Yoga for Health 2000: Conference Presentation

Melbourne Saturday, August 19, 2000

"The essence of the religious outlook is that religion should not be kept in a compartment by itself, but that it should be the ever-present guiding principle underlying the 'daily round', the 'common task'. So also is it possible to apply this principle of life in the daily round of one's activities without involving a loss of attention in those activities." - F.M. Alexander

The Alexander technique deals with how we use ourselves in our day to day activities. The term use in the Alexander work refers to all our mental & physical processes. When we misuse ourselves, we will suffer from one or more of the following symptoms as enumerated in Patanjali's Yoga Sutra: "mental discomfort, negative thinking, the inability to be at ease in different body postures & difficulty in controlling one's breath." I.31 (Desikatchar's translation).

The Alexander work does not offer a set of exercises to deal with this misuse and its accompanying symptoms. Rather we deal with the habitual unconscious habits and reactions, which create a state of suffering. Alexander insisted that his technique was better used to prevent rather than to cure. In this, we are dealing in the same territory as Patanjali. "Suffering that hasn't arisen should be avoided" 2.16 We have a store of vasana (memory traces) which account for behaviour which we call instinctive - subliminal impression (samskara) and subliminal intention (asaya). These unconscious instinctive reactions are with us for moment to moment. Alexander referred to them in the title of one of his books as The Universal Constant in Living. Our habits and actions of mind and body, from moment to moment create our state of mind and body.

In the Alexander work we work with very simple reactions. Most people get out of a chair dozens of times a day. Do you know how you do this act? A very common reaction is for people to create a strong contraction in their neck back and shoulders. In fact if you look carefully at almost any movement we may carry out, you will be likely to find excess work and strain in those activities. If you work in an office or other work place just notice in yourselves and others the amount of tension and collapse most people bring into their work. This constant repetition of bodily misuse over decades creates a host of ailments impacted seriously on physical and mental health. Not simply muscular aches and pains but life threatening diseases may result from such misuse

Just because we decide to do asanas, pranayama or meditation, does not mean that these habits suddenly disappear. Indeed because they are unconscious we are sure to bring them to these activities. People with sore backs will sit collapsed or rigidly upright in meditation (often alternating between these two postures. They have no choice - they have lost the ability to find a posture, which as Patanjali recommends is firm and comfortable (2.46). As we know the third limb of yoga is asana - which in the yoga sutra may well refer simply to our everyday use of our physical body, rather than a sequence of hatha yoga exercises.
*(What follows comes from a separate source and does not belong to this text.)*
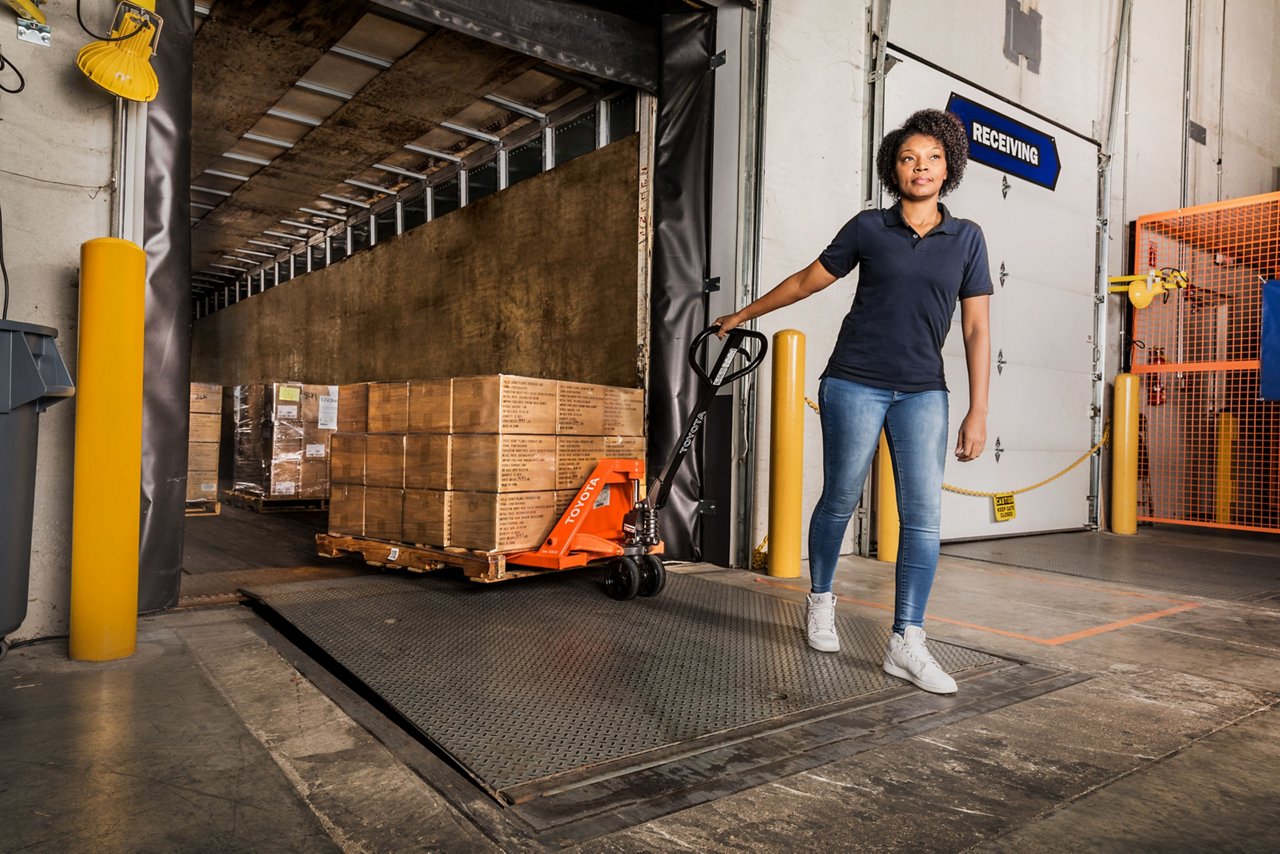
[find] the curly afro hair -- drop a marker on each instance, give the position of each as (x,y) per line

There is certainly no mention of such exercises by Patanjali.

I can be quite sure if someone comes to my yoga classes and tells me they suffer from neck pain, that they will tighten their neck as soon as they attempt the simplest movement - even if I specifically tell them not to do so. They have no choice - it is unconscious. In fact whatever pattern of misuse people bring to yoga classes, they will tend to accentuate in practicing asanas and pranayama. Often there is a pattern of diminishing returns, as people experience the many benefits of doing the postures, despite a level of misuse, and then gradually the impact of the misuse becomes more evident. In my experience it is very common for people who do a lot of hatha yoga to have tight necks and backs. They may be flexible, but of what use is flexibility at the expense of bodily ease and comfort? In my classes the emphasis is on coordination - how to move into postures without any excess tightening whilst moving the whole body in a way in which it is opening and expanding.